For the least correlated network analyzed, viz., that of the largest strongly connected cluster in the network of WWW links in the domain of Ref. 21 (Massey University, New Zealand) (Refs. 22 and 23) activity could not be related to in strength at any hierarchical level. Because the Pearson coefficient corresponds to a single real value, it cannot adequately express the coexistence of the many relationships between activity and degrees present in this specific network as well as possibly heterogeneous topologies. Very similar results were obtained for other WWW networks, which indicate that the reasons why topological hubs have not been highly active cannot be identified at the present moment (see, however, discussion for higher correlated networks below).

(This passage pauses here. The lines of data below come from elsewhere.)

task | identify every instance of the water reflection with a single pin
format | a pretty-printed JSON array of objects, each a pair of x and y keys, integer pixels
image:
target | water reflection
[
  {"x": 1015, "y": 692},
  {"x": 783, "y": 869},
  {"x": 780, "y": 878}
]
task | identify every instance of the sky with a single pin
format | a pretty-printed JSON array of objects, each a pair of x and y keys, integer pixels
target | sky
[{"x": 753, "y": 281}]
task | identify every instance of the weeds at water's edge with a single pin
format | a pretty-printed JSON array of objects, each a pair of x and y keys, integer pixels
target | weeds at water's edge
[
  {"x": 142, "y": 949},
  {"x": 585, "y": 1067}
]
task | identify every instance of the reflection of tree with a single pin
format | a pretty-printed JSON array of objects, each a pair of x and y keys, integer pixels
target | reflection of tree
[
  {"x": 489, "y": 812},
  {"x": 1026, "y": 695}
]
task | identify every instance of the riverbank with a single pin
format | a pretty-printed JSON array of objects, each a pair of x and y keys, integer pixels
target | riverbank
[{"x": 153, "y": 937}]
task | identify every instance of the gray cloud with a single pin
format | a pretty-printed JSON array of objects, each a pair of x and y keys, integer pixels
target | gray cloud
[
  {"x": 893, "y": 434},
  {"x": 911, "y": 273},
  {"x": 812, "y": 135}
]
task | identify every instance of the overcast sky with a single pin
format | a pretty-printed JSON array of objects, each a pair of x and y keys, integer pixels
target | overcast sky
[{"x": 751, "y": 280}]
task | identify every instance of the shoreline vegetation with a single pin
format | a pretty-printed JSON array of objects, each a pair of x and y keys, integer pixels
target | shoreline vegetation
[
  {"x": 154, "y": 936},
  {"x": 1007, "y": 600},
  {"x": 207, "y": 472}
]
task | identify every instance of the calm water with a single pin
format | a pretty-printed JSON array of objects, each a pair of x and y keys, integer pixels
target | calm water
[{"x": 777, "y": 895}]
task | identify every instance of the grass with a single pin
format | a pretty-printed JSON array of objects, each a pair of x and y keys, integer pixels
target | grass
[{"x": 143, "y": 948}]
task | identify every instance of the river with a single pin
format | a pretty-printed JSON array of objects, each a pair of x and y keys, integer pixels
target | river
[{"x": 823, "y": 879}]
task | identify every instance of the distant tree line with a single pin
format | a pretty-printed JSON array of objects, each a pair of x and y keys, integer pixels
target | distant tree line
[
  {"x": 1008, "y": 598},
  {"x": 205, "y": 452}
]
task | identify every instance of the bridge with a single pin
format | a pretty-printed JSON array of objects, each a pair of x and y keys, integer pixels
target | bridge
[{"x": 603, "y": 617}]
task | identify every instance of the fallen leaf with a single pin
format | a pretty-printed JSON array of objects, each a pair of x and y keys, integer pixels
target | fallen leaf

However, for the two neuronal structures of Table I that are not fully correlated (network defined by the interconnectivity between cortical regions of the cat24 and network of synaptic connections in C. elegans25), activity was shown to increase with the cumulative first and second hierarchical in strengths. In the cat cortical network, each cortical region is represented as a node, and the interconnections are reflected by the network edges. Significantly, in a previous paper,26 it was shown that when connections between cortex and thalamus were included, the correlation between activity and outdegree increased significantly. This could be interpreted as a result of increased efficiency with the topological hubs becoming highly active. Furthermore, for the fully correlated networks, such as word associations obtained for texts by Darwin and Wodehouse, activity increased basically with the square of the cumulative second hierarchical in strength (see Supplementary Fig. 2. in Ref. 20). In addition, the correlations obtained for these two authors are markedly distinct, as the work of Wodehouse is characterized by substantially steeper increase of frequency of visits for large in strength values (see Supplementary Fig. 3 in Ref. 20). Therefore, the results considering higher cumulative hierarchical degrees may serve as a feature for authorship identification.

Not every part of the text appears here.